Halloween has always been my least fave holiday, for various reasons: tacky decorations. the month-long saga of picking out an
[expensive] costume. the sticky, gooey mess of pumpkin guts. the loads of candy that you still find when you are putting Easter baskets together.
(It was especially annoying in Florida, where a pumpkin patch was essentially a parking lot full of pumpkins. Once you carved them, you got maybe a week before they'd get all rotted and moldy in the heat. And wearing costumes is so not fun in 80 degree weather.)
Now that we live in a cool-weather climate and there are tons of actual
Pumpkin Patches and the kids are old enough to want clever costumes AND we live in a neighborhood where everyone loves to decorate -- I am embarrassed to admit it, but I have been bitten by the Halloween bug.
The kids started begging me in late Sept. to decorate.

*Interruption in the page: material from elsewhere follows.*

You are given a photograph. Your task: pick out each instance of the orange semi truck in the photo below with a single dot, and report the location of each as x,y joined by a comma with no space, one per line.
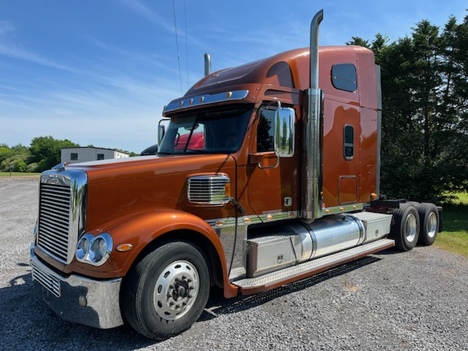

I was resolute in my anti-Halloweeness until I visited my friend Katy's house. She has four kids, a Labrador and a massive house that is DECKED out in decorations, from inflatables in the yard to wreaths on doorways, skeletons hanging from chandeliers, and so on. The kids left there and you'd think they had just been to Disneyland. They couldn't stop talking about it.

So I let them get our meager decorations out of the attic. Last week, I hit the craft store where all Halloween decorations were already marked 40 percent off. After reading this
great local blog, I got even more inspired.
In addition to decorating, we carved pumpkins, baked pumpkin seeds and I actually had to sew part of Miss P's costume. (Will post that on Halloween day.)
While all of this has thrilled the kiddos, and I have enjoyed it for the most part, you will not see a pumpkin in sight come Nov. 1.